What stops a speak-up culture from developing?
Employee personality and work environment are two obvious considerations in understanding what stops a speak-up culture from developing. Not everyone is an outspoken extrovert - some organisations may have a predominance of introverted personality types who may struggle to articulate their thoughts out loud. Companies may have work environments that appear to discourage speak-up culture. Employees might also feel that speaking out could make them be seen less favourably by their bosses and thus potentially less job secure.
Harvard Business Review (HBR) found that workplace atmosphere has a stronger influence on employees speaking up compared to particular personality types. HBR’s study also showed that people speak up more when they feel it is“strongly expected of them at work”.
A speak-up culture will struggle to develop in organisations where structures are not in place to measure employee feedback. Often, employees gather together for meetings which focus around their present plans and tasks. They communicate with senior members of staff to discuss what they are bringing and have brought to a company, not what they would like to offer. Without encouragement, employees can feel their voices are not worth hearing.
That sentiment can echo through to fresh, idea-driven individuals wanting to inspire change. New employees can quickly match the energy and ideologies of those around them, leading to an increased percentage of staff not sharing input.
Diversity has a significant role to play as well in how comfortable people feel sharing their thoughts. Without clear communication(particularly cross-cultural communication), diverse individuals in a team can feel even less inclined to share.

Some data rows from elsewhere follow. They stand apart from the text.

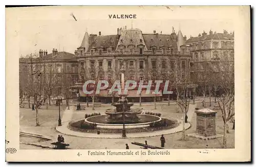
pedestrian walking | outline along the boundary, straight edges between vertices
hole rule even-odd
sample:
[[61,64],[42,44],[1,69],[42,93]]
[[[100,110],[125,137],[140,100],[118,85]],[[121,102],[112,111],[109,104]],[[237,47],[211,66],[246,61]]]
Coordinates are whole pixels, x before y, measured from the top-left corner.
[[62,136],[60,136],[60,142],[64,142],[64,137],[63,137]]
[[[146,140],[145,141],[145,145],[147,145],[147,142]],[[144,147],[144,149],[147,149],[147,147]]]
[[187,123],[187,118],[188,118],[187,115],[187,114],[186,114],[186,115],[185,116],[185,123]]
[[165,143],[165,139],[164,138],[164,137],[163,136],[163,134],[162,134],[162,137],[160,137],[160,141],[161,141],[161,147],[164,147],[164,144]]
[[61,141],[61,137],[60,137],[60,135],[58,135],[57,140],[58,140],[58,142],[60,142]]

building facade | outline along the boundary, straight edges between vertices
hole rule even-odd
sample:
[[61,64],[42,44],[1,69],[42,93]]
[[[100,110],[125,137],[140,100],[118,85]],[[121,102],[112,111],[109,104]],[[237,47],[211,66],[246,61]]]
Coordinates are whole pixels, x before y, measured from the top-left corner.
[[190,76],[194,83],[199,86],[197,94],[209,94],[209,88],[214,87],[212,67],[223,61],[233,62],[234,38],[234,32],[228,33],[224,30],[223,33],[210,31],[207,34],[204,31],[198,36],[190,37],[186,41],[191,57]]
[[[190,58],[186,40],[180,31],[177,34],[173,28],[170,34],[164,35],[155,31],[152,34],[143,34],[138,29],[122,28],[118,28],[117,34],[113,35],[102,35],[100,32],[98,35],[89,35],[86,32],[81,45],[75,52],[78,62],[79,81],[77,86],[80,96],[87,96],[82,91],[86,80],[97,78],[113,83],[119,80],[122,65],[125,69],[125,80],[146,83],[149,80],[165,80],[168,68],[178,58],[184,69],[189,68]],[[154,100],[155,96],[159,101],[163,97],[162,94],[146,94],[145,91],[140,94],[142,101]],[[99,101],[110,102],[113,96],[118,97],[117,93],[108,94],[106,92],[103,90],[97,95]],[[138,100],[140,95],[137,90],[129,90],[128,94],[129,99]]]

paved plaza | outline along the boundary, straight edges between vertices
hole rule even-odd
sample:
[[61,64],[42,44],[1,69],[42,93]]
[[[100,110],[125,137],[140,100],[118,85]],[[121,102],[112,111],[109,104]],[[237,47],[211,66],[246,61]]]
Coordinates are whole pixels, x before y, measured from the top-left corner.
[[[196,117],[195,113],[195,108],[198,105],[200,105],[201,100],[199,99],[197,103],[193,104],[191,102],[189,105],[189,109],[187,113],[188,120],[189,124],[186,125],[187,130],[186,133],[189,134],[193,133],[196,131]],[[214,100],[212,100],[212,101]],[[65,104],[65,103],[64,103]],[[161,103],[157,105],[157,109],[154,109],[154,103],[142,104],[142,107],[139,107],[138,104],[135,104],[135,108],[142,107],[145,111],[151,111],[154,112],[159,112],[162,113],[162,117],[170,117],[179,120],[182,122],[182,113],[177,112],[177,105],[175,102],[170,103],[170,105],[168,106],[167,103]],[[125,144],[128,144],[130,149],[139,149],[140,146],[135,146],[131,144],[132,142],[136,141],[144,143],[145,140],[147,141],[148,145],[153,145],[157,147],[160,147],[160,140],[159,135],[161,134],[160,132],[154,132],[151,137],[146,137],[145,135],[141,134],[141,137],[140,137],[138,135],[136,134],[136,138],[133,138],[133,134],[127,134],[127,137],[122,138],[121,134],[116,134],[115,135],[120,135],[119,138],[99,138],[93,137],[88,135],[86,136],[83,135],[76,135],[74,134],[68,134],[62,131],[61,133],[56,130],[58,128],[63,128],[71,120],[79,120],[84,117],[86,113],[93,113],[94,112],[100,112],[101,114],[104,113],[106,108],[111,108],[104,106],[104,107],[95,108],[95,110],[92,110],[91,107],[86,108],[85,110],[76,111],[75,106],[71,106],[70,109],[62,105],[60,107],[60,114],[61,116],[62,126],[58,127],[58,107],[55,105],[51,105],[46,109],[46,106],[42,106],[39,110],[39,119],[40,125],[39,126],[35,126],[35,114],[34,111],[28,108],[27,105],[25,108],[20,109],[20,130],[22,132],[31,133],[31,134],[38,134],[39,132],[40,134],[45,135],[48,137],[51,138],[53,140],[47,141],[33,141],[30,140],[28,138],[20,137],[20,141],[21,149],[41,149],[41,147],[35,146],[24,144],[24,143],[32,143],[35,145],[48,146],[52,147],[51,143],[57,140],[58,135],[62,135],[65,138],[65,142],[70,144],[69,149],[125,149]],[[221,112],[217,111],[217,133],[218,134],[223,134],[223,123],[221,117]],[[180,125],[182,127],[182,124]],[[232,123],[229,123],[230,127],[229,133],[227,134],[227,148],[233,148],[234,147],[234,132],[231,130],[232,126]],[[188,128],[189,127],[189,128]],[[59,130],[61,131],[61,130]],[[80,132],[82,133],[82,132]],[[154,133],[155,133],[155,134]],[[165,134],[165,137],[166,144],[165,148],[166,149],[206,149],[206,148],[221,148],[222,144],[222,137],[219,137],[216,139],[204,140],[199,138],[186,136],[185,140],[182,140],[182,132],[172,132],[172,133]],[[94,136],[95,135],[94,135]],[[104,135],[104,134],[100,134]],[[109,135],[105,135],[108,136]],[[134,136],[133,137],[135,137]],[[104,137],[103,137],[104,138]],[[115,137],[118,138],[118,137]],[[47,148],[46,148],[47,149]]]

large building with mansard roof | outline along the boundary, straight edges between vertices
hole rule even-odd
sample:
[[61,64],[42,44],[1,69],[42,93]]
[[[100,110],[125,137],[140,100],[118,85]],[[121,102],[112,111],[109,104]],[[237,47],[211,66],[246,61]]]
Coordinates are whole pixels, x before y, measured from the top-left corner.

How to develop a speak-up culture at work
There are several key points to consider:
Arguably, listening is the most difficult part in developing a speak-up culture. It requires “vulnerability” and “courage” – two traits Serenity in Leadership’s CEO, Thom Dennis, links to successful leadership. No one likes being told where or what they are doing wrong. To listen, means to move past any uncomfortable, personal feelings. Employers benefit when they see their employees as part of the solutions, rather than problems or challenges when they come forward to report.
Good listening skills can be shown by taking fast action, checking in on a routine basis and following up on progress. If nothing changes for the better within a reasonable time frame once an employee has reported, they will likely lose trust to speak-up again.
Retaliation prevention measures
It is important that when an employee reports a concern, they do not face retaliation. This can take the form of a team leader delegating preferred employee tasks to someone else, or a manager showing some kind of hostility from cutting hours to outright acts of aggression, both passive and overt. Retaliation can be monitored through awareness (paying attention to data and work changes involving employees who report issues) as well as checking-in on, and around, them.
On a day-to-day basis, research shows “intrinsic rewards” (psychological) impact employee motivation more than“extrinsic” ones (pay rises, bonuses etc). Businesses can help create intrinsic reward through how they respond to individuals speaking up. Speak-up culture can be empowered by:
- Putting together actionable feedback.
- Showing interest by asking questions and making notes.
- Praising additional input.
- Asking for advice – not just when an employee raises a concern.
- Repetition of good practice.
A speak-up culture helps organisations thrive in multiple ways but there is no quick fix for creating or amending that culture - the trust staff members need for them to feel comfortable sharing their voice will take time to build. If companies want to make speaking up a workplace norm, they must actively and persistently encourage employees to let their voices be heard.